Tape loop was one way-and long before tape existed-they used a small speaker in a long coiled tube (the length of time needed for the delay) with a mic in the end. The idea being that in a plane wave tube there is no loss and then the mic would go to the delay speakers.
Not quite as easy as punching in a number these days.
Ivan,
I remember lugging a Revox A-77 tape recorder in and out of clubs in the 1970's, using it as tape delay.

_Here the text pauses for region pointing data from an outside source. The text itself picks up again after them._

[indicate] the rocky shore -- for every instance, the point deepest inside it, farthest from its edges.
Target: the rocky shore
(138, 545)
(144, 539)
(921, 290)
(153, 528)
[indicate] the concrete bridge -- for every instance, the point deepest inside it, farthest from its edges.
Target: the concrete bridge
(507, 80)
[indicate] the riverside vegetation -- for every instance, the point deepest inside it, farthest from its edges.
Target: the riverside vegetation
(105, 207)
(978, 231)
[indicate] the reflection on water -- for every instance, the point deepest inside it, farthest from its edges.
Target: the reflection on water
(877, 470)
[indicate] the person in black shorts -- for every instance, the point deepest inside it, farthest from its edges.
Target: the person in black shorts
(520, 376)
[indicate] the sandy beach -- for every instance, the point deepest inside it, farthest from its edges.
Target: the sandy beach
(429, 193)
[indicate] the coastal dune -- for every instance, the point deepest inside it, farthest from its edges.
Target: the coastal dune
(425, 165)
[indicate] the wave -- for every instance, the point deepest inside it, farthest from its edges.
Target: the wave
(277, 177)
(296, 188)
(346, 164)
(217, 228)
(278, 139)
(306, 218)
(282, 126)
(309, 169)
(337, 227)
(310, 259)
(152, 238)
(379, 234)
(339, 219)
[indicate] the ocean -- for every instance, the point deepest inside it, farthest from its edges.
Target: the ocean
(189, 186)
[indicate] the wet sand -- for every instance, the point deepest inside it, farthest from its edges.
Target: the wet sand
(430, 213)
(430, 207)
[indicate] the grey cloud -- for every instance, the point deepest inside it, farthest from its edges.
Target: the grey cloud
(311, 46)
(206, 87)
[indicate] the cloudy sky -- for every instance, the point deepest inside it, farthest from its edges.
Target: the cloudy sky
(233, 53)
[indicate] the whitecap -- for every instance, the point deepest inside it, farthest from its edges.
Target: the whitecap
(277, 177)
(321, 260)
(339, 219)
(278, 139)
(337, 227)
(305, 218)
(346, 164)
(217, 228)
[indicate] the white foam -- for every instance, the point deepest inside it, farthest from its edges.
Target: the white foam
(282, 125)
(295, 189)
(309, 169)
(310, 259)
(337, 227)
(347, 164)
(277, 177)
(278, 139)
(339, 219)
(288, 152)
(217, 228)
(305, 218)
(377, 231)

Weighed around 60 pounds in the case.
An Echoplex would have been cheaper, lighter and more variable, but the Revox was more "hi-fi"
.
Running four hours a night in smoky bars wore the heads down to where they should have been re-lapped, but it still was used for click track playback of backing tracks for Andy Williams in the mid 1980's, using foil tape between songs to trigger an automatic stop mechanism we added.
The Cooper Time Cube was a UREI-branded, Bill Putman/Duane H. Cooper coiled tube delay device first made in 1971.
It had 14ms, 16ms or a combined 30ms delay, too short for the delay speakers needed on big shows.
The Time Cube was popular in high end studios (1000 were sold), but I never heard of them being used other than for effects on a live show, too feedback prone, using Shure SM57 cartridges for both the microphone and speaker.
Have you heard of an actual event that used coiled tubes for sound delay on a show?